Russell Spitzer's Blog: Dealing with Large Spark Partitions

One of the biggest issues with working with Spark and Cassandra is dealing with large Partitions. There are several issues we need to overcome before we can really handle the challenge well. I’m going to use this blogpost as a way of formalizing my thoughts on the issue. Let’s get into the details

Background

How the Spark Handles Parallelism

Spark is a Data Parallel system. A large set of data is broken into partitions (splits for hadoop users) all of which are worked on independently. You can see this in the RDD class. The work done in each Spark task is defined by the metadata in a single Partition. The work itself is coded in the compute method. Note that compute takes an argument of a single partition, this means that

The compute method can only interact with a single partitions worth of data
It cannot interact with the data from another partition
The global partitioning cannot be changed during the compute method

The partition metadata is also only made once before the work begins. These aspects are what make RDD’s not only Immutable but also more or less deterministic. Each partition is independent of every other partition and this lets Spark spread work to any machine and even recompute partitions without ill effects (most of the time[^1]).

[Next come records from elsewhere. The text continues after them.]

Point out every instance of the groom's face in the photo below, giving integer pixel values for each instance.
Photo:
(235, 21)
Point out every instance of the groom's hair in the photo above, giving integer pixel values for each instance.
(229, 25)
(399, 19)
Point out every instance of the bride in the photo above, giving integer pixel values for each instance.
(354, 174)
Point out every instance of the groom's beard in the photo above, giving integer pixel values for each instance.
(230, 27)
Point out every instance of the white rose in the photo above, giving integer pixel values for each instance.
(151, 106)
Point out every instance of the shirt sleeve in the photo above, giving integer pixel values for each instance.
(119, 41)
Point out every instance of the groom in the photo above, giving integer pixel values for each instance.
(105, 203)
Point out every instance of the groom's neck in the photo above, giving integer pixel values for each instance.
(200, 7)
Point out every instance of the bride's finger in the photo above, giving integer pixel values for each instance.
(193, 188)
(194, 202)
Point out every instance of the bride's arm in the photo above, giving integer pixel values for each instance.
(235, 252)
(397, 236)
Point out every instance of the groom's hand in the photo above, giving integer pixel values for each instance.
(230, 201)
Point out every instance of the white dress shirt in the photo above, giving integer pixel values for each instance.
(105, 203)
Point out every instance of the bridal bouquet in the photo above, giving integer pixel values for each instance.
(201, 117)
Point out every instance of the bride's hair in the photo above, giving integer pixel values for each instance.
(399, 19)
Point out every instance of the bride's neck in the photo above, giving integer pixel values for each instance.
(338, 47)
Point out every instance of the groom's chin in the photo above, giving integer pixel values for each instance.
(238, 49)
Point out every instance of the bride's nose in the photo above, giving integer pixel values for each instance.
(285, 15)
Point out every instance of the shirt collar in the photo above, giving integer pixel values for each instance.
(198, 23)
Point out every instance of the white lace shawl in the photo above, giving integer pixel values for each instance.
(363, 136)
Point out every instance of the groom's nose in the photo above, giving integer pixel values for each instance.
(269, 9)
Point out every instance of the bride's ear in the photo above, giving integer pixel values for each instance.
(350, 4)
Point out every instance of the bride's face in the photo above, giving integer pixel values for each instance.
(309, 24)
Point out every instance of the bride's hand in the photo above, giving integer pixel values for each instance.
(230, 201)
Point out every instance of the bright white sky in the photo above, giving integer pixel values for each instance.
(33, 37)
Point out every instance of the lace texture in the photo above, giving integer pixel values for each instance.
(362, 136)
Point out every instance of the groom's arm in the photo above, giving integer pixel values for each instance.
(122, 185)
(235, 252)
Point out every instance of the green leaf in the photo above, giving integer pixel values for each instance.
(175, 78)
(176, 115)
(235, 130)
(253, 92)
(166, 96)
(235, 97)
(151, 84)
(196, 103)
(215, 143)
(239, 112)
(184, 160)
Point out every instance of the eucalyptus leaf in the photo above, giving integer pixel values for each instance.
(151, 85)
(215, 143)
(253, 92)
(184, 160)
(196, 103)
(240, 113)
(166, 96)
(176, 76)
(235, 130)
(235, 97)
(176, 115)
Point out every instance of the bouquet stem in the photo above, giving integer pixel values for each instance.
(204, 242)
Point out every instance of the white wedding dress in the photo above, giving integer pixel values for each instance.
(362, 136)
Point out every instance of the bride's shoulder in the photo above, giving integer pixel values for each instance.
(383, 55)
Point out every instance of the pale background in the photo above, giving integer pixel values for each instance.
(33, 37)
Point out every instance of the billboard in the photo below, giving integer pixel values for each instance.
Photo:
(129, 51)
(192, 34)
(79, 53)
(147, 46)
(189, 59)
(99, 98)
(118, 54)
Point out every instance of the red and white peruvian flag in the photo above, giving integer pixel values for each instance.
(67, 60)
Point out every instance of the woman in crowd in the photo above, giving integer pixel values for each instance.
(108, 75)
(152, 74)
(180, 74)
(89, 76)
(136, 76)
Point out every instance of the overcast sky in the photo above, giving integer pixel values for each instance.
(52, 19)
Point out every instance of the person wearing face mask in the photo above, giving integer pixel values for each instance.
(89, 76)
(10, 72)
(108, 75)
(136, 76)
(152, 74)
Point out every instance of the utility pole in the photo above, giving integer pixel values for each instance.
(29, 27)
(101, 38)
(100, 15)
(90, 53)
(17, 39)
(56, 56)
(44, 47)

One of the difficulties of writing a datasource RDD is determining how that partitioning will be done.

How the Spark Cassandra Connector Partitions Data

There are many different DataSources for reading from Spark and they all take different approaches to the partitioning problem. JDBC sources require a specific partitioning column as well as min/max and step value; all of which must be provided before the target database is contacted. Each partition is built of the results of a query with a where clause bounded by the step range. Most of the file system sources map one file to one Spark Partition. The Spark Cassandra connector takes another approach based on the underlying distribution of data within Cassandra.

Cassandra distributes data based on it’s own partitioner which is separate from the Spark partitioning and Spark Partitioners. The partitioner takes incoming data and uses a hash function (Murmur3-ish [^2]) to map a piece of data to a particular value. The mapped value is the Token and the range of all possible tokens is the Token Range. Different nodes in the cluster will own (or be a replica) of particular portions of the token range. The piece of the data which is hashed is called the Partition Key. Within each Cassandra partition the order of the data is determined by other columns which are called the Clustering Keys. With this mechanism any piece of data can be located by computing the hash of its Partition Key to find it’s Token. Then the mapping that Token to the node which owns the correct token range.

The Spark Cassandra connector makes Spark Partitions by taking the Token Range and dividing it into pieces based on the Ranges already owned by the nodes in the cluster. The number and size of the Spark Partitions are based on metadata which is read from the Cassandra cluster. The estimated data size[^3] is used to build Spark Partitions containing the amount of data specified by a user parameter split_size_in_mb.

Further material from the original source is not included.